Doğu Asya kökenli olan kahverengi kokarca, ilk kez 1996 yılında Amerika’da keşfedildi. Ardından Avrupa, Rusya ve 2015 yılında Türkiye'nin sınır komşusu Gürcistan’a kadar yayıldı. Türkiye’de ilk kez 2017 yılında Gürcistan sınırına yakın illerde ve İstanbul’da görülen zararlı, özellikle fındık başta olmak üzere birçok meyve ve sebze üretiminde ciddi zararlar veriyor.

Bakan Yumaklı, 2023 ve 2024 yıllarında bu zararlının yerel düzeyde tespit edildiğini ancak yoğunluğunun arttığını belirterek, gerekli önlemler alınmadığı takdirde zararların büyüyeceğini ifade etti.

Samuray Arısı Doğaya Salınıyor

Yumaklı, kahverengi kokarcayla mücadelede kimyasal kullanımın azaltılmasına yönelik 2023’te hazırlanan Eylem Planı kapsamında, biyolojik mücadeleye öncelik verdiklerini söyledi. Zararlının doğal düşmanı olan Samuray arısının üretimine başlandığını belirten Yumaklı, “2024 itibarıyla 207 bin Samuray arısı doğaya salındı. 2025’te bu sayı bir milyona ulaşacak” dedi.

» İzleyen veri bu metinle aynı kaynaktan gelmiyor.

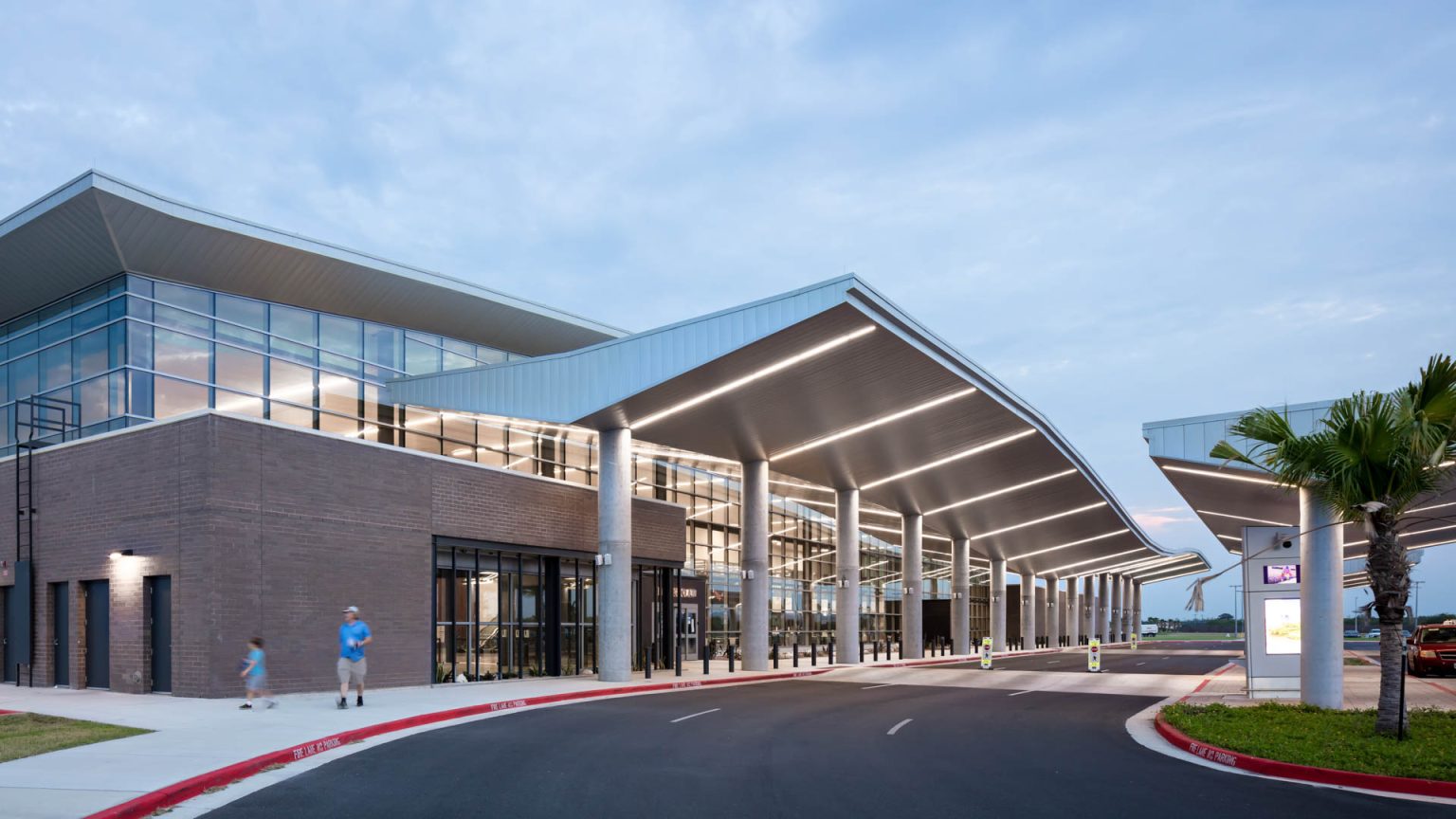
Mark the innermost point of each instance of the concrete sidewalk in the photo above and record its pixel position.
(195, 737)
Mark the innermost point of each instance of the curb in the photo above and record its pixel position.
(178, 793)
(1301, 773)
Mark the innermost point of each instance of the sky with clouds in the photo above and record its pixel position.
(1127, 211)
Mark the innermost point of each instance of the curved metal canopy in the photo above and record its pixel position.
(836, 387)
(97, 227)
(1229, 498)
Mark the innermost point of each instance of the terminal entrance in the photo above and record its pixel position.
(510, 612)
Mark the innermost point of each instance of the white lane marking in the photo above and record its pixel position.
(698, 715)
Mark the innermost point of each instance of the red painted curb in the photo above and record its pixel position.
(178, 793)
(1303, 773)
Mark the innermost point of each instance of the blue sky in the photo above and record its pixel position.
(1127, 211)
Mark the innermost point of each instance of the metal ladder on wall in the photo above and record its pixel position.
(43, 422)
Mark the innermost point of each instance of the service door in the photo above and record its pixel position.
(60, 634)
(10, 639)
(98, 634)
(159, 620)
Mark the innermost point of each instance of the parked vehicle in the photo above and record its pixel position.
(1433, 648)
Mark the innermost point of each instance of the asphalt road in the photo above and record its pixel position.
(1143, 661)
(796, 749)
(1238, 645)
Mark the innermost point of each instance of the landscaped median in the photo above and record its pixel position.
(27, 735)
(1320, 745)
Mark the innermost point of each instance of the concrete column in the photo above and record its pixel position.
(1028, 610)
(1053, 610)
(1102, 626)
(846, 557)
(1320, 593)
(755, 566)
(1138, 608)
(912, 608)
(1073, 610)
(1117, 607)
(1088, 608)
(614, 545)
(961, 596)
(997, 604)
(1129, 615)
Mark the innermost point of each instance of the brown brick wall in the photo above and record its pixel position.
(268, 531)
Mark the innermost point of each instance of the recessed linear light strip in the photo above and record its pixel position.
(1225, 475)
(1001, 491)
(1167, 563)
(1164, 566)
(1060, 569)
(1242, 518)
(950, 458)
(871, 425)
(1088, 507)
(1174, 577)
(1138, 564)
(1175, 569)
(753, 376)
(1072, 544)
(830, 504)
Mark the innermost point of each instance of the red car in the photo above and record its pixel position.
(1433, 648)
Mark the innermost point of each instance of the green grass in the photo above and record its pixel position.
(27, 735)
(1325, 737)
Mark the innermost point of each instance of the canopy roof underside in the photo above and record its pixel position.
(834, 387)
(97, 227)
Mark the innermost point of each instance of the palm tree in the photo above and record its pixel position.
(1372, 458)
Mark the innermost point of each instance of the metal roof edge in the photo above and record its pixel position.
(1236, 414)
(1021, 407)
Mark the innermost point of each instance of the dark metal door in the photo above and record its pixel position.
(98, 634)
(60, 634)
(159, 614)
(12, 640)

Bunun yanı sıra feromon tuzakları, tuzak bitkiler ve mekanik toplama gibi yöntemlerle çevre ve insan sağlığı korunarak mücadele ediliyor. Yumaklı, “Kış aylarında yapılan mücadelenin yaz dönemi için kritik olduğunu gördük” diyerek, 13 ilde kırsal bölgelerde 400 bin yapının ilaçlanmasına başlandığını ve sürecin devam ettiğini kaydetti.

Beş Adımlı Mücadele Planı

Bakan Yumaklı, toplantıda mücadele sürecinin beş adımda yürütülmesi gerektiğini vurguladı:

Yerel Koordinasyon: Mücadelenin etkili olabilmesi için tüm yerel birimlerin iş birliği şart.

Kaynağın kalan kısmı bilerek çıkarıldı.